Mind you, all these programmes were given Indian names, because we considered the cultural aspects.

For all other relevant information to be communicated to store employees, the comms team took on volunteers from the organisation or the store itself. And we followed the age-old system of oral storytelling. (For those of you who don’t know it, most Indian scriptures were never written, but first were passed down generations using word of mouth).
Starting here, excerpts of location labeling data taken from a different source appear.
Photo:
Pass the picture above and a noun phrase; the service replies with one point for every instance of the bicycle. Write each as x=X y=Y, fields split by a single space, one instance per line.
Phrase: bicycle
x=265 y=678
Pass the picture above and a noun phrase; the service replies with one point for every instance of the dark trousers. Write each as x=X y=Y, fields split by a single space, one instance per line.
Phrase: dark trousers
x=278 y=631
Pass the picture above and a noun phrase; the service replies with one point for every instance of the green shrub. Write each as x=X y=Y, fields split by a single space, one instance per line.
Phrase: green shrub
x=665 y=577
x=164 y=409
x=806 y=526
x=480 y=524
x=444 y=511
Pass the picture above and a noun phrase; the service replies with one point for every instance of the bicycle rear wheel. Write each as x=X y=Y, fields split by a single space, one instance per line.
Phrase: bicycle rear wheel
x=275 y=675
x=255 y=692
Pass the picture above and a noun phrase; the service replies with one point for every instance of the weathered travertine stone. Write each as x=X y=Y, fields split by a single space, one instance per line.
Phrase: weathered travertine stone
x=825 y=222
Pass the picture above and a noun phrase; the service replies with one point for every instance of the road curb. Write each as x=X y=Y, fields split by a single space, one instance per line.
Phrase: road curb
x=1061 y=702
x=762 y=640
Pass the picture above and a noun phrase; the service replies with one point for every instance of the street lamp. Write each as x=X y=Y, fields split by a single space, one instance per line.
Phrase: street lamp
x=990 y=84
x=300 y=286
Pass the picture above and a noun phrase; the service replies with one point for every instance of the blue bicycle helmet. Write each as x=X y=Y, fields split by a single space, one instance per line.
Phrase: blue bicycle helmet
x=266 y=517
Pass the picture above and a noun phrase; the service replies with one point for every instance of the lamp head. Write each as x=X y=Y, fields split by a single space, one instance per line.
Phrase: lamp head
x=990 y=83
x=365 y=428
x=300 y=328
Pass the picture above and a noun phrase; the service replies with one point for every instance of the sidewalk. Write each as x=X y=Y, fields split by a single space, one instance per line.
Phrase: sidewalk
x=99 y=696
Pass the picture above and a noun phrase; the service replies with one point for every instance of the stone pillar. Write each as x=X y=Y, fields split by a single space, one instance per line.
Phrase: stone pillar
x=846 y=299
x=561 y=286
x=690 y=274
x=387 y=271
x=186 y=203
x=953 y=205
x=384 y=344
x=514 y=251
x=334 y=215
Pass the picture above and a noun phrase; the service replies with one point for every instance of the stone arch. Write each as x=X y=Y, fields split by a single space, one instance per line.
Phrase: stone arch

All happenings within the company were packaged into interesting stories which resonated with the way we have all grown up – sitting in the lap of our grandparents and listening to them tell us stories from the scriptures.

All volunteers were trained and taught the art of storytelling. They became the ‘bards’ for my company, and they visited different stores in different cities, speaking about relevant happenings.

There was also one critical hire that the company made. We appointed a leading mythologist as the Chief Belief Officer. His role was to draw parallels from Indian mythology by bringing in Gods and Goddesses from the Indian pantheon, irrespective of religion, and create story banks.

The results after we embarked on these initiatives worked wonders. Attrition at the shop floor level dropped to less than 5%. There was a greater understanding of individual roles, and an appreciation that someone was listening to them.

Two other interesting things happened.

Word had spread about how we were doing things, and a leading business magazine actually did a cover story featuring the Chief Belief Officer and our MD. The article was titled, ‘The Atheist turns to God’!

And the second interesting thing that happened was on the ‘Karta’ front.

Since the Karta’s responsibility was to ensure the emotional and financial wellbeing of the employee as indeed focus on their learning needs, we used three Indian Goddesses for better understanding and appreciation of the programme. These were Lakshmi (financial), Saraswati (learning), and Durga (emotional).

It was thus, that the initials of the Goddesses became a part of our internal folklore: L-S-D


  1. No amount of technology can replace the art of storytelling. In fact, it is amusing to note how today everyone seems to be harking on the importance of storytelling! Fact is, it has always been important.
  2. Never forget the cultural context and the audience you are sharing the stories with. A child grown up in an environment where Bhimsen Joshi bhajans were the norm, will never appreciate Led Zeppelin.
  3. An organisation has a diverse workforce. Appreciate this diversity and try being relevant to all sections. It is not difficult if your core message is simple and positive, like Barack Obama’s ‘Yes, we can’.
  4. In India, nothing works as well as ‘Indianness’.
  5. Communication works best when it has some emotional quotient, and when it helps ignite conversations.

The views and opinions published here belong to the author and do not necessarily reflect the views and opinions of the publisher.

Atul Takle
German interpreter. Advertising executive. Client. PR partner.

Lintas. Indian Express. RPG. TCS. Accenture. Future Group. SKS Microfinance. Adfactors PR.

International guest lecturer. Avid Traveler.

Pet friendly. Music friendly. Movie friendly. Book friendly.

Generally friendly.

Covid times cook. All times a foodie.

Mad about soccer. Mad about F1 racing. Mad about cricket.

Mad with Trump.

Sometimes writer.

1 Comment on "Of Barack Obama, LSD and Internal Communications"

  1. Yes, Atul, can’t overemphasise storytelling. And you did it beautifully.

    But Indianness needs to be qualified. One, all the words you chose were Hindi ones. Not sure how many in the south could have related to those. Two, the upper middle class always related more to American and British ways, which is why builders invariably name their projects with words like Windsor, Westend Heights, Queensgate, Regent Hill. Catch them using an Indian word.

    But, like you said, understanding your audience is so key.